45 files changed, 679 insertions, 688 deletions
diff --git a/block/Kconfig b/block/Kconfig
index 50b17e260fa2..444c5ab3b67e 100644
--- a/block/Kconfig
+++ b/block/Kconfig
@@ -147,7 +147,6 @@ config BLK_CGROUP_FC_APPID
 config BLK_CGROUP_IOCOST
 	bool "Enable support for cost model based cgroup IO controller"
 	depends on BLK_CGROUP
-	select BLK_RQ_IO_DATA_LEN
 	select BLK_RQ_ALLOC_TIME
 	help
 	Enabling this option enables the .weight interface for cost
diff --git a/block/bdev.c b/block/bdev.c
index 5fe06c1f2def..ce05175e71ce 100644
--- a/block/bdev.c
+++ b/block/bdev.c
@@ -54,12 +54,10 @@ static void bdev_write_inode(struct block_device *bdev)
 	while (inode->i_state & I_DIRTY) {
 		spin_unlock(&inode->i_lock);
 		ret = write_inode_now(inode, true);
-		if (ret) {
-			char name[BDEVNAME_SIZE];
-			pr_warn_ratelimited("VFS: Dirty inode writeback failed "

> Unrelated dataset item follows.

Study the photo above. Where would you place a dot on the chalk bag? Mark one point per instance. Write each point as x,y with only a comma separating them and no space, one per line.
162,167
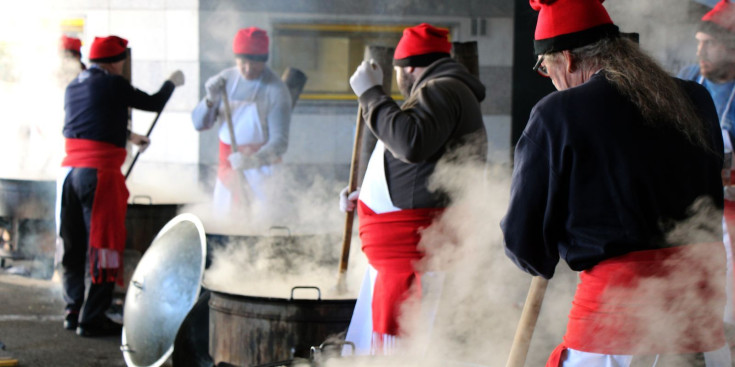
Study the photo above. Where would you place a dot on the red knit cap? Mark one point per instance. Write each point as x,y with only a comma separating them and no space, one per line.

-					    "for block device %s (err=%d).\n",
-					    bdevname(bdev, name), ret);
-		}
+		if (ret)
+			pr_warn_ratelimited(
+	"VFS: Dirty inode writeback failed for block device %pg (err=%d).\n",
+				bdev, ret);
 		spin_lock(&inode->i_lock);
 	}
 	spin_unlock(&inode->i_lock);
diff --git a/block/bfq-cgroup.c b/block/bfq-cgroup.c
index 09574af83566..30b15a9a47c4 100644
--- a/block/bfq-cgroup.c
+++ b/block/bfq-cgroup.c
@@ -220,46 +220,46 @@ void bfqg_stats_update_avg_queue_size(struct bfq_group *bfqg)
 }
 
 void bfqg_stats_update_io_add(struct bfq_group *bfqg, struct bfq_queue *bfqq,
-			      unsigned int op)
+			      blk_opf_t opf)
 {
-	blkg_rwstat_add(&bfqg->stats.queued, op, 1);
+	blkg_rwstat_add(&bfqg->stats.queued, opf, 1);
 	bfqg_stats_end_empty_time(&bfqg->stats);
 	if (!(bfqq == ((struct bfq_data *)bfqg->bfqd)->in_service_queue))

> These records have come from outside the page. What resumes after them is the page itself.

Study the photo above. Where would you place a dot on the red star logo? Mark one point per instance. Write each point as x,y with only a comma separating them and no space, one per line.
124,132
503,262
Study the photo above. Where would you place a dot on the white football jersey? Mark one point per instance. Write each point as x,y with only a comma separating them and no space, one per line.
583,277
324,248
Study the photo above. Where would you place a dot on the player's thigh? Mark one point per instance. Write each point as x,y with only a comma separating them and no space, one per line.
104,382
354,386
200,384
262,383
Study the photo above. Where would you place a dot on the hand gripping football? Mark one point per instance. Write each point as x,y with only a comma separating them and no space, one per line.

 		bfqg_stats_set_start_group_wait_time(bfqg, bfqq_group(bfqq));
 }
 
-void bfqg_stats_update_io_remove(struct bfq_group *bfqg, unsigned int op)
+void bfqg_stats_update_io_remove(struct bfq_group *bfqg, blk_opf_t opf)
 {
-	blkg_rwstat_add(&bfqg->stats.queued, op, -1);
+	blkg_rwstat_add(&bfqg->stats.queued, opf, -1);
 }
 
-void bfqg_stats_update_io_merged(struct bfq_group *bfqg, unsigned int op)
+void bfqg_stats_update_io_merged(struct bfq_group *bfqg, blk_opf_t opf)
 {
-	blkg_rwstat_add(&bfqg->stats.merged, op, 1);
+	blkg_rwstat_add(&bfqg->stats.merged, opf, 1);
 }
 
 void bfqg_stats_update_completion(struct bfq_group *bfqg, u64 start_time_ns,
-				  u64 io_start_time_ns, unsigned int op)
+				  u64 io_start_time_ns, blk_opf_t opf)
 {
 	struct bfqg_stats *stats = &bfqg->stats;
 	u64 now = ktime_get_ns();
 
 	if (now > io_start_time_ns)
-		blkg_rwstat_add(&stats->service_time, op,
+		blkg_rwstat_add(&stats->service_time, opf,
 				now - io_start_time_ns);
 	if (io_start_time_ns > start_time_ns)
-		blkg_rwstat_add(&stats->wait_time, op,
+		blkg_rwstat_add(&stats->wait_time, opf,
 				io_start_time_ns - start_time_ns);
 }
 
 #else /* CONFIG_BFQ_CGROUP_DEBUG */
 
 void bfqg_stats_update_io_add(struct bfq_group *bfqg, struct bfq_queue *bfqq,
-			      unsigned int op) { }
-void bfqg_stats_update_io_remove(struct bfq_group *bfqg, unsigned int op) { }
-void bfqg_stats_update_io_merged(struct bfq_group *bfqg, unsigned int op) { }
+			      blk_opf_t opf) { }
+void bfqg_stats_update_io_remove(struct bfq_group *bfqg, blk_opf_t opf) { }
+void bfqg_stats_update_io_merged(struct bfq_group *bfqg, blk_opf_t opf) { }
 void bfqg_stats_update_completion(struct bfq_group *bfqg, u64 start_time_ns,
-				  u64 io_start_time_ns, unsigned int op) { }
+				  u64 io_start_time_ns, blk_opf_t opf) { }
 void bfqg_stats_update_dequeue(struct bfq_group *bfqg) { }
 void bfqg_stats_set_start_empty_time(struct bfq_group *bfqg) { }
 void bfqg_stats_update_idle_time(struct bfq_group *bfqg) { }
@@ -706,10 +706,10 @@ void bfq_bfqq_move(struct bfq_data *bfqd, struct bfq_queue *bfqq,
 }
 
 /**
- * __bfq_bic_change_cgroup - move @bic to @cgroup.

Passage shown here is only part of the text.